Letter to John Blackwood, 9th April, 1879.
I enclose the proof of title-page and motto. Whether the motto (which is singularly apt and good) should be on the title-page or fly-leaf I leave you to judge. Certainly, everybody who does not read Latin will be offended by its claiming notice, and will consider that only the deepest-dyed pedantry could have found the motive for it. But I will not leave it out altogether.
I have had such various letters from time to time, asking me to reprint or write essays, that, perhaps, some of the public will not be disappointed that the volume is not a story. But that must be as it may; and if you think the acceptance dubious, it is much the better plan not to stereotype.
What energy there is in Mr. Kinglake in spite of the somewhat shattered health that his Wesen gives one the impression of! Among incidents of war that one can dwell on with anything like gladness, that account of the rescue of the colors at Isandlana is memorable, is it not?
I go out every day, drive beyond the ranks of hideous houses in the Kilburn outskirts, and get to lanes where I can walk, in perfect privacy, among the fields and budding hedgerows.
I hope Mr. Julian Sturgis will take care of his writing and do something lasting. He seems to me to have a strain above the common in him; and he is not writing for his bread, or even his butter. I don't know why I say this just now, except that I had it in my mind to say long ago, and it has just come upper-most as I was thinking of the Magazine.
Letter to Professor Kaufmann, 17th April, 1879.
Your kind letter has touched me very deeply. I confess that my mind had, more than once, gone out to you as one from whom I should like to have some sign of sympathy with my loss. But you were rightly inspired in waiting till now, for during many weeks I was unable even to listen to the letters which my generous friends were continually sending me. Now, at last, I am eagerly interested in every communication that springs out of an acquaintance with my husband and his works.
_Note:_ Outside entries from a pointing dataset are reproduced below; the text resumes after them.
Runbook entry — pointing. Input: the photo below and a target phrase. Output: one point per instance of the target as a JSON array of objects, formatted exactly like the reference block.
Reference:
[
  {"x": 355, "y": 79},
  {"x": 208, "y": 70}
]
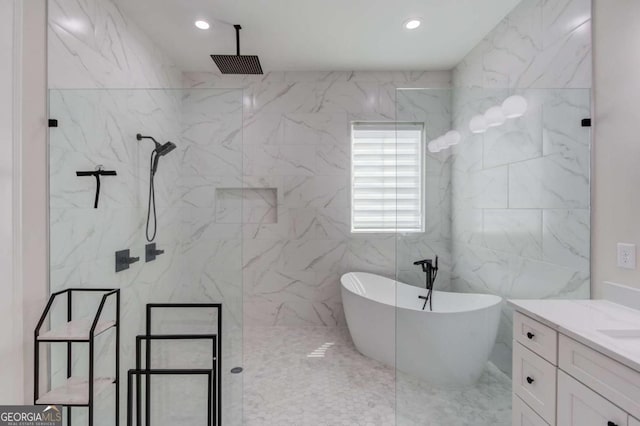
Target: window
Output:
[{"x": 387, "y": 177}]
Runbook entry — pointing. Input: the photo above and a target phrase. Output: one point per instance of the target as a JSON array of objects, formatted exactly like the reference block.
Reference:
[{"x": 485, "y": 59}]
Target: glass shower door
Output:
[{"x": 202, "y": 250}]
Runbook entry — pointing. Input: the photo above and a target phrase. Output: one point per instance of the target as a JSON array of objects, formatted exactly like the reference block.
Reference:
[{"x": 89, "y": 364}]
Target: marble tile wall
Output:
[
  {"x": 521, "y": 192},
  {"x": 296, "y": 141},
  {"x": 93, "y": 44}
]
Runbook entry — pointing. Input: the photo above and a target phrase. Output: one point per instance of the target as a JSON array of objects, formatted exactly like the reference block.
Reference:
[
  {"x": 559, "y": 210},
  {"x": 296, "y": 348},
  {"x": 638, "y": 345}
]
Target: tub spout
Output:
[{"x": 430, "y": 268}]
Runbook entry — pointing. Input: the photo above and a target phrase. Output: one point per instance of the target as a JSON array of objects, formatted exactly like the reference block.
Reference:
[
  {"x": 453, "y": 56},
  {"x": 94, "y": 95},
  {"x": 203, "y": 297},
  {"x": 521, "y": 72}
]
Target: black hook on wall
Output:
[{"x": 97, "y": 173}]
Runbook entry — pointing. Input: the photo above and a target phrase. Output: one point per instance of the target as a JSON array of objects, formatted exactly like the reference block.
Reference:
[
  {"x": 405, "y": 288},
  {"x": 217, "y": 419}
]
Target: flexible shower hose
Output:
[{"x": 152, "y": 201}]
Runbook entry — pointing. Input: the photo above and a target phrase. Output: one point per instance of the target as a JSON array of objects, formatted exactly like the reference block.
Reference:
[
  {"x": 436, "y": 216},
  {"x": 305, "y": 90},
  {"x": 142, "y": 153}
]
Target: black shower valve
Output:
[
  {"x": 150, "y": 252},
  {"x": 124, "y": 259}
]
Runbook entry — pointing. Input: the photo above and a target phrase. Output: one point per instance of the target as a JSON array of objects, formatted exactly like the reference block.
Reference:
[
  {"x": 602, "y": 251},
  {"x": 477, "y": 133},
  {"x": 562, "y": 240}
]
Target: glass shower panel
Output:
[
  {"x": 507, "y": 213},
  {"x": 202, "y": 259}
]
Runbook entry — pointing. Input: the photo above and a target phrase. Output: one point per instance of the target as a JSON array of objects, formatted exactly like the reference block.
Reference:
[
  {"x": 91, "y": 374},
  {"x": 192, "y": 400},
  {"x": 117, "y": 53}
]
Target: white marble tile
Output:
[
  {"x": 549, "y": 182},
  {"x": 94, "y": 44},
  {"x": 488, "y": 188},
  {"x": 514, "y": 231},
  {"x": 567, "y": 238},
  {"x": 343, "y": 387}
]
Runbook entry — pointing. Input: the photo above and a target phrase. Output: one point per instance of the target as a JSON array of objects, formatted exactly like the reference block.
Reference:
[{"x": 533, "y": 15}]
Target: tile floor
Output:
[{"x": 314, "y": 376}]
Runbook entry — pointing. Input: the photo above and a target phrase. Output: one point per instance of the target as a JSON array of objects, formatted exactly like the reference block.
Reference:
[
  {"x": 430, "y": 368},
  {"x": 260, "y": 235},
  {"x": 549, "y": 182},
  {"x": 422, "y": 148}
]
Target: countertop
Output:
[{"x": 585, "y": 321}]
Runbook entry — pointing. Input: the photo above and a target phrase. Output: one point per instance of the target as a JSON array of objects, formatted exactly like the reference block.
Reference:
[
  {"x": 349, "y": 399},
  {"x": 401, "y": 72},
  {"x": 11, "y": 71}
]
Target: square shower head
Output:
[{"x": 238, "y": 64}]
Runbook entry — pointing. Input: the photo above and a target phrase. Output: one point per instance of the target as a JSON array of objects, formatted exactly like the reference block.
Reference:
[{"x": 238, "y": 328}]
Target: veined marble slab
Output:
[{"x": 585, "y": 321}]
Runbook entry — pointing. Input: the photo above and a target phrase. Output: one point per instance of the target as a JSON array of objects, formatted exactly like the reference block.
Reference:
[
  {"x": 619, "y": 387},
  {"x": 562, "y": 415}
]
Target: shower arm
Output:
[{"x": 141, "y": 137}]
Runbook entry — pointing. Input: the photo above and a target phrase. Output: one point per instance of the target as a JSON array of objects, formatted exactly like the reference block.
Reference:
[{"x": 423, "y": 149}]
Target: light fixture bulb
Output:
[
  {"x": 478, "y": 124},
  {"x": 514, "y": 106},
  {"x": 433, "y": 147},
  {"x": 495, "y": 117},
  {"x": 453, "y": 137},
  {"x": 412, "y": 24},
  {"x": 442, "y": 143},
  {"x": 203, "y": 25}
]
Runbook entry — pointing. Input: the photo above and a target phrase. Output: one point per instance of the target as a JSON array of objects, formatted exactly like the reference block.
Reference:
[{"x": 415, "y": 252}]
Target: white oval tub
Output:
[{"x": 448, "y": 347}]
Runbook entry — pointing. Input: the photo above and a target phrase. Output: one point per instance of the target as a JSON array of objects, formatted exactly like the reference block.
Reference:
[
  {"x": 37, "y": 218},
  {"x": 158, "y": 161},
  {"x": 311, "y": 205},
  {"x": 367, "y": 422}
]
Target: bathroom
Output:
[{"x": 387, "y": 213}]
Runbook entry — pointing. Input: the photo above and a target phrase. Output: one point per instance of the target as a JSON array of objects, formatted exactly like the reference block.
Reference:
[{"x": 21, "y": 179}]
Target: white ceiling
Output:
[{"x": 320, "y": 35}]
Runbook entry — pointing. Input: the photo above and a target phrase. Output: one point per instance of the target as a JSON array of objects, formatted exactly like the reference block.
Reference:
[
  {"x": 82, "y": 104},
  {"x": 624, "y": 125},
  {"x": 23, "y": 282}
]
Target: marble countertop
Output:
[{"x": 593, "y": 323}]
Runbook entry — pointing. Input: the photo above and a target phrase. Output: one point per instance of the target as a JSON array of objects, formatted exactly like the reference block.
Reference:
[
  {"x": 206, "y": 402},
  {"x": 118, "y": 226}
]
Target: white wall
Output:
[
  {"x": 23, "y": 182},
  {"x": 521, "y": 191},
  {"x": 10, "y": 306},
  {"x": 616, "y": 174}
]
I thank you for telling me about the Hungarian translation of his "History of Philosophy;" but what would I not have given if the volumes could have come, even only a few days, before his death! For his mind was perfectly clear, and he would have felt some joy in that sign of his work being effective.
I do not know whether you will enter into the comfort I feel that he never knew he was dying, and fell gently asleep after ten days of illness, in which the suffering was comparatively mild.